Re: [PATCH] nvme: hwmon: provide temperature min and max values for each sensor

[Date Prev][Date Next][Thread Prev][Thread Next][Date Index][Thread Index]

 



On 11/10/19 6:17 AM, Akinobu Mita wrote:
According to the NVMe specification, the over temperature threshold and
under temperature threshold features shall be implemented for Composite
Temperature if a non-zero WCTEMP field value is reported in the Identify
Controller data structure.  The features are also implemented for all
implemented temperature sensors (i.e., all Temperature Sensor fields that
report a non-zero value).

This provides the over temperature threshold and under temperature
threshold for each sensor as temperature min and max values of hwmon
sysfs attributes.

The WCTEMP is already provided as a temperature max value for Composite
Temperature, but this change isn't incompatible.  Because the default
value of the over temperature threshold for Composite Temperature is
the WCTEMP.

This also provides alarm attributes for each temperature sensor.  But all
alarm conditions are same, because there is only a single bit in
Critical Warning field that indicates one of the temperature is outside of
a temperature threshold.


I think it would be more appropriate to report the alarm only for the
composite temperature, reason being that we don't really know which individual
sensor it is associated with.

Example output from the "sensors" command:

nvme-pci-0100
Adapter: PCI adapter
Composite:    +53.0 C  (low  = -273.0 C, high = +70.0 C)
                        (crit = +80.0 C)
Sensor 1:     +56.0 C  (low  = -273.0 C, high = +65262.0 C)
Sensor 2:     +51.0 C  (low  = -273.0 C, high = +65262.0 C)
Sensor 5:     +73.0 C  (low  = -273.0 C, high = +65262.0 C)

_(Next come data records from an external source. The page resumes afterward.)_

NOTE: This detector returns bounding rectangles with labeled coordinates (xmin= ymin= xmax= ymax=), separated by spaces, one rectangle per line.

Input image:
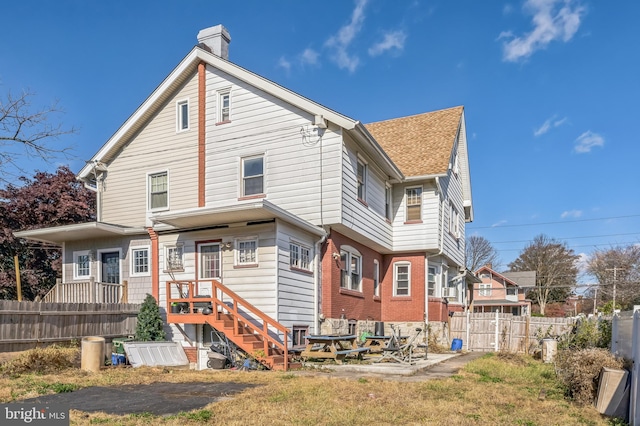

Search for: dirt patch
xmin=16 ymin=382 xmax=256 ymax=416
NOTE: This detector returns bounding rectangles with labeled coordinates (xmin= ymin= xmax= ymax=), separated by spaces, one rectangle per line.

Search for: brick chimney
xmin=198 ymin=25 xmax=231 ymax=61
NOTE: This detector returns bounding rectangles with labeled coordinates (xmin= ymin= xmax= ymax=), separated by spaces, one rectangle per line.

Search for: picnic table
xmin=362 ymin=336 xmax=408 ymax=353
xmin=300 ymin=334 xmax=369 ymax=364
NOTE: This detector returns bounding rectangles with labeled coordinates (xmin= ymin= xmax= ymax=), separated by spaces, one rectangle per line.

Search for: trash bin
xmin=80 ymin=336 xmax=104 ymax=373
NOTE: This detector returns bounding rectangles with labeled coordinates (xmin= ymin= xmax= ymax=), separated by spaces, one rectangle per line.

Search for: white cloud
xmin=369 ymin=30 xmax=407 ymax=56
xmin=573 ymin=130 xmax=604 ymax=154
xmin=560 ymin=210 xmax=582 ymax=219
xmin=325 ymin=0 xmax=368 ymax=72
xmin=498 ymin=0 xmax=586 ymax=62
xmin=533 ymin=115 xmax=567 ymax=136
xmin=300 ymin=48 xmax=320 ymax=65
xmin=278 ymin=56 xmax=291 ymax=72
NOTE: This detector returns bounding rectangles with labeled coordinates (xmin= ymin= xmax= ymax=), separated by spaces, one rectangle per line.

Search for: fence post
xmin=89 ymin=277 xmax=97 ymax=303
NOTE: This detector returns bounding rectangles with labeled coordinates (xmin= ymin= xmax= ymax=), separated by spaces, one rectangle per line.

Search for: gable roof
xmin=77 ymin=46 xmax=404 ymax=181
xmin=365 ymin=106 xmax=464 ymax=176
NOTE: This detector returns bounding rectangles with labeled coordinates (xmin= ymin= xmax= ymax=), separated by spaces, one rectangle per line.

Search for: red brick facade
xmin=322 ymin=230 xmax=452 ymax=322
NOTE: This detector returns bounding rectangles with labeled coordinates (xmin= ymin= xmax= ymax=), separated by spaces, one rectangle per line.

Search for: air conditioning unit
xmin=442 ymin=287 xmax=458 ymax=299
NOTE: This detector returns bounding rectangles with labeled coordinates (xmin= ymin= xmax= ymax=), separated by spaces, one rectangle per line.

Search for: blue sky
xmin=0 ymin=0 xmax=640 ymax=280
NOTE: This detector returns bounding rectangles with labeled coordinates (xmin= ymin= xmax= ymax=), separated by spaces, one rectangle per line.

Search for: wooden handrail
xmin=166 ymin=280 xmax=289 ymax=371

Have you tried writing the limits ? On my Intel NVME drive (SSDPEKKW512G7), writing
any minimum limit on the Composite temperature sensor results in a temperature
warning, and that warning is sticky until I reset the controller.
I don't see that problem on Samsung SSD 970 EVO 500GB; I have not yet tried others.

root@jupiter:/sys/class/hwmon/hwmon0# sensors nvme-pci-0100
nvme-pci-0100
Adapter: PCI adapter
Composite:    +30.0°C  (low  = -273.0°C, high = +70.0°C)
                       (crit = +80.0°C)

root@jupiter:/sys/class/hwmon/hwmon0# echo 0 > temp1_min
root@jupiter:/sys/class/hwmon/hwmon0# sensors nvme-pci-0100
nvme-pci-0100
Adapter: PCI adapter
Composite:    +30.0°C  (low  =  +0.0°C, high = +70.0°C)  ALARM
                       (crit = +80.0°C)

It doesn't seem to matter which temperature I write; writing -273000 has
the same result.

[This is actually why I didn't use the features commands; not that I had observed
 the problem, but I was concerned that problems like this would show up.]

Cc: Keith Busch <kbusch@xxxxxxxxxx>
Cc: Jens Axboe <axboe@xxxxxx>
Cc: Christoph Hellwig <hch@xxxxxx>
Cc: Sagi Grimberg <sagi@xxxxxxxxxxx>
Cc: Jean Delvare <jdelvare@xxxxxxxx>
Cc: Guenter Roeck <linux@xxxxxxxxxxxx>
Signed-off-by: Akinobu Mita <akinobu.mita@xxxxxxxxx>
---
This patch depends on the patch "nvme: Add hardware monitoring support" [1]
[1] http://lists.infradead.org/pipermail/linux-nvme/2019-November/027883.html

  drivers/nvme/host/nvme-hwmon.c | 98 ++++++++++++++++++++++++++++++++++++------
  include/linux/nvme.h           |  6 +++
  2 files changed, 90 insertions(+), 14 deletions(-)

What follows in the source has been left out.